「風が吹けば桶屋が儲かる」ということわざがありますが、投資家は“儲かる桶屋”を探しています。
株価は必ずしも企業の業績などと連動しておらず、売り上げが高くなったら株価が上がるというわけではありません(逆もまた然りです)。だから、投資家はいろいろな連想をして、一見関係ないようなことにも意味や株価との因果関係を見出し、他人よりもいち早く投資しようとします。市場はさながら“連想ゲーム場”ともいえます。
時にはその連想の幅は驚くほど広く、振り返って分析してみると、「そんな連想が成り立つの?」と驚かされます。ここ数年の間にあった連想買いの事例には、次のようなものがあります。
「コロナ禍による巣ごもり」で買われたJストリーム、オイラ大地、出前館
新型コロナウイルスの拡大で、外出せずに自宅時間を楽しむ「巣ごもり」が広がり、多くの銘柄の上昇につながりました。
ネット動画配信のJストリーム <4308> は、企業や個人の非接触ニーズやオンライン動画配信への需要がコロナで高まるとの期待で買われました。株価はコロナが広がり出した2020年初の363円から、20年12月ごろに高値は3420円をつけるなど、9倍以上に値上がりしました。
そのほか、人々が買い物や外食を控える巣ごもりの増加の期待で、有機野菜などの食品宅配サービスのオイシックス・ラ・大地 <3182> やネット出前代行の出前館 <2484> もコロナ禍で株価が大きく上昇しました。
ただ、コロナ禍が落ち着きをみせ、人々の外出の機会が増えてくる中で、これらの銘柄の株価は高値圏からは下がってきています。
「訪日外国人による内需」で寿スピリッツ、高島屋、富士急行
コロナ禍が落ち着くことを見越して買われた銘柄もあります。海外からの渡航規制がなくなり、外国人の訪日件数が増えるといった連想です。
有名な北海道発のチーズケーキ店「ルタオ」を手がける寿スピリッツ <2222> は、空港や各地での売り上げが伸びるとの期待が続きました。実際に経済回復で売上高も伸びていることもあって株価は7月19日に上場来高値の1万1420円に達しました。

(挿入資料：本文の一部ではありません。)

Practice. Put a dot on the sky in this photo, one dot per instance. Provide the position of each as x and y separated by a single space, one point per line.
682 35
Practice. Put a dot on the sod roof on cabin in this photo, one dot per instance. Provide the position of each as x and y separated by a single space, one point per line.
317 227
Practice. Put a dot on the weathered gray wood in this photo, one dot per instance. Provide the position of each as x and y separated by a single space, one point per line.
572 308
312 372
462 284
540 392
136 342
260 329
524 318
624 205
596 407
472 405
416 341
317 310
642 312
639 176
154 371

そのほか、コロナ禍が落ち着くと同時に円安が進んでいることから、外国人が高額商品を買うとの期待から、高島屋 <8233> などの百貨店も買われました。
また、国内の移動や宿泊などのコト消費が盛り上がるとの連想で鉄道やレジャー、宿泊施設の富士急行 <9010> 、JR九州 <9142> などの株価が上向く場面がありました。
「解散総選挙」への期待でムサシ、イムラ
6月には、「衆議院の解散総選挙が行われるかも」との憶測が広がり、関連銘柄が買われました。選挙で使う投票用紙の仕分けや計数機器を手がけるムサシ <7521> は、解散観測報道で株価は、5月の安値1603円から6月の高値1905円まで1ヵ月で約2割値上がりしました。
封筒メーカー最大手のイムラ <3955> もダイレクトメールなどの需要が伸びるとの期待で同じ期間に株価は値上がりしました。
しかし、岸田文雄首相が解散を見送る考えを明らかにすると、これらの銘柄は翌日以降大きく売られました。こうした動きは選挙の観測が高まるたびに起きています。
「WBC」で大谷翔平選手からの連想でこんな銘柄も……
3月に開催されたワールド・ベースボール・クラシック(WBC)での侍ジャパンの活躍が報じられるとともに不思議な値上がりを見せたのは、意外な銘柄です
米エンゼルスの大谷翔平選手を連想させる「大谷」を冠した架線金物などのメーカー、大谷工業 <5939> の株価が急騰。大谷選手とは関係ないにもかかわらず、株価は2月末に4200円くらいだったものが、3月の高値1万6050円まで約4倍弱まで短期間で値上がりしました。
このように株式市場では、“こじつけ”としか思えないような連想が働くことがあります。